A fatal crash in August involving a semi-truck that made an illegal U‑turn on a Florida toll road killed three people, setting off a nationwide regulatory response. The driver, Harjinder Singh, turned out to be in the U.S. illegally but held a commercial driver’s license (CDL) issued by California—a state among 19 that issue CDLs regardless of immigration status.
In response, Transportation Secretary Sean Duffy directed the Federal Motor Carrier Safety Administration (FMCSA) to audit all states’ issuance of non‑domiciled CDLs. The audit uncovered systemic noncompliance in California, Colorado, Pennsylvania, South Dakota, Texas, and Washington. Officials cited programming flaws, weak quality checks, and staff failures that allowed ineligible drivers to receive CDLs or hold licenses that extended beyond their legal stay in the U.S.

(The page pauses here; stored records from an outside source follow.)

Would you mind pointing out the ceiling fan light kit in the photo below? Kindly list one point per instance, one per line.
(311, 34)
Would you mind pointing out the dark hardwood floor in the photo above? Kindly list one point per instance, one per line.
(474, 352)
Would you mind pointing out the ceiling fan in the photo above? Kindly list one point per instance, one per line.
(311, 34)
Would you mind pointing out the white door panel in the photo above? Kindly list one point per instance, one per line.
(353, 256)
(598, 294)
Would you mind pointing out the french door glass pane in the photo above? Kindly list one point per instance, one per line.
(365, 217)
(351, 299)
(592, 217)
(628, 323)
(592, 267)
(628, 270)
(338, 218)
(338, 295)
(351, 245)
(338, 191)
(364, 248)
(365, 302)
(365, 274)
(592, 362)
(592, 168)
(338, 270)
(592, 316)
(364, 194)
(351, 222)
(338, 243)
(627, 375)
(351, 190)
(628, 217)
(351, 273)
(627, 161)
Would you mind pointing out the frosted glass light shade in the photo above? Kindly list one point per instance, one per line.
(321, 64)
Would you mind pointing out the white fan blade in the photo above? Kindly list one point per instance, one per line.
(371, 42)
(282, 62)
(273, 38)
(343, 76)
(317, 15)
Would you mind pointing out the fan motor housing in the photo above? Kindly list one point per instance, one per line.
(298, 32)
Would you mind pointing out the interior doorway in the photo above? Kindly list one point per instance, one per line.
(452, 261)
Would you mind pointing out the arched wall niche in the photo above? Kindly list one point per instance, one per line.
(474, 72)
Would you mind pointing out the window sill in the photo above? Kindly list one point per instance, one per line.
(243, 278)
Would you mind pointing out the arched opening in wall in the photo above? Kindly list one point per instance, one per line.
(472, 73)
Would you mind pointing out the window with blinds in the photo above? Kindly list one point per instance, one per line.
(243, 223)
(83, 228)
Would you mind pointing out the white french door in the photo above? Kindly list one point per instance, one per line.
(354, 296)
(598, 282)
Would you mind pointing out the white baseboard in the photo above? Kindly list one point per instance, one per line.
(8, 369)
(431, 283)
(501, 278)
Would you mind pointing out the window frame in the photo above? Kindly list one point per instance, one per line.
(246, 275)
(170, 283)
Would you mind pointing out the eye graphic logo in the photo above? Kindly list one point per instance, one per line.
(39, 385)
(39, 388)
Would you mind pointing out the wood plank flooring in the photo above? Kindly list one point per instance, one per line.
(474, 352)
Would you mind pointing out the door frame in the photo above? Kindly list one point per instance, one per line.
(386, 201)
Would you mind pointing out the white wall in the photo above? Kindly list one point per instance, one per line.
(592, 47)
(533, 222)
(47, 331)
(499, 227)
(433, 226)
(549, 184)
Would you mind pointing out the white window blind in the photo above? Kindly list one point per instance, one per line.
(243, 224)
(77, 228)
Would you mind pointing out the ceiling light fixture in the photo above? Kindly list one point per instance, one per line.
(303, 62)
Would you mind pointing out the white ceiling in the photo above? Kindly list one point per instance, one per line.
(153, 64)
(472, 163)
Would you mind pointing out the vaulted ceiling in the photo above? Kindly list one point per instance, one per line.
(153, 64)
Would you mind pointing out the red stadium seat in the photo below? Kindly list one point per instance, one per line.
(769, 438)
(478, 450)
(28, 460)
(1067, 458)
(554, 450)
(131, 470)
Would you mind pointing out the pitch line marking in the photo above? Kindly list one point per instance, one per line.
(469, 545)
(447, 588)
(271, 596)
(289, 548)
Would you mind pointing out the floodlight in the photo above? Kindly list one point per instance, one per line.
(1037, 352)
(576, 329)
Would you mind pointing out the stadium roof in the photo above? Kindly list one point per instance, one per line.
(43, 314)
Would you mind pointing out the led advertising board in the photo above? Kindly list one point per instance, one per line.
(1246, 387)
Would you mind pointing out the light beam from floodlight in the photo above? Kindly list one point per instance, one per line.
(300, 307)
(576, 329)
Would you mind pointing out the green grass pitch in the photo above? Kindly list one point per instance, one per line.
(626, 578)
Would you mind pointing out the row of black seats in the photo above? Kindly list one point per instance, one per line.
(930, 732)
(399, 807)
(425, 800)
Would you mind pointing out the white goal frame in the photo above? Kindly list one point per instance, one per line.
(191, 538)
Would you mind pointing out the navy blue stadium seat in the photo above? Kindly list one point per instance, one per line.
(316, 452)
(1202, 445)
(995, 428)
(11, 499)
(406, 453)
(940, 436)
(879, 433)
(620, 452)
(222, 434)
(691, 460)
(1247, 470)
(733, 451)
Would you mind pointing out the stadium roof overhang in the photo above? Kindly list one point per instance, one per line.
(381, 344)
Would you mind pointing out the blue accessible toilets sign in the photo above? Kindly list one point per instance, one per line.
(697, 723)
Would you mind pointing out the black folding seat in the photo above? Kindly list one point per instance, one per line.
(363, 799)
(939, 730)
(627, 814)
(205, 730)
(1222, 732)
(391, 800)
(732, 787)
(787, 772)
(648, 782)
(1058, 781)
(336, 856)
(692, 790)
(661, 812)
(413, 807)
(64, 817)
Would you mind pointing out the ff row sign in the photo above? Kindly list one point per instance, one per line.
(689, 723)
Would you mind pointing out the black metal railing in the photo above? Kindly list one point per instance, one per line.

Under the emergency action plan, states must immediately pause issuing non‑domiciled CDLs, identify unexpired CDLs that don’t conform, and revoke and reissue those that meet newly tightened requirements. California, the state with the most glaring violations, has 30 days to comply or risk losing about $160 million in federal highway funding—doubling the penalty in year two.
Duffy publicly blamed lax border enforcement policies under the Biden administration for facilitating the exploitation of the trucking licensing system. He warned that states failing to comply will face severe consequences, including possible suspension of their entire CDL licensing program.
New rules now require that CDL applicants provide an unexpired foreign passport and valid work visa, and licenses must expire no later than the driver’s legal status in the U.S. Those in the country illegally are no longer eligible.
This crackdown marks one of the most aggressive federal interventions in state licensing practices in recent years. Observers say it signals a shift toward stricter accountability for states that prioritize expansive licensing over national security and road safety.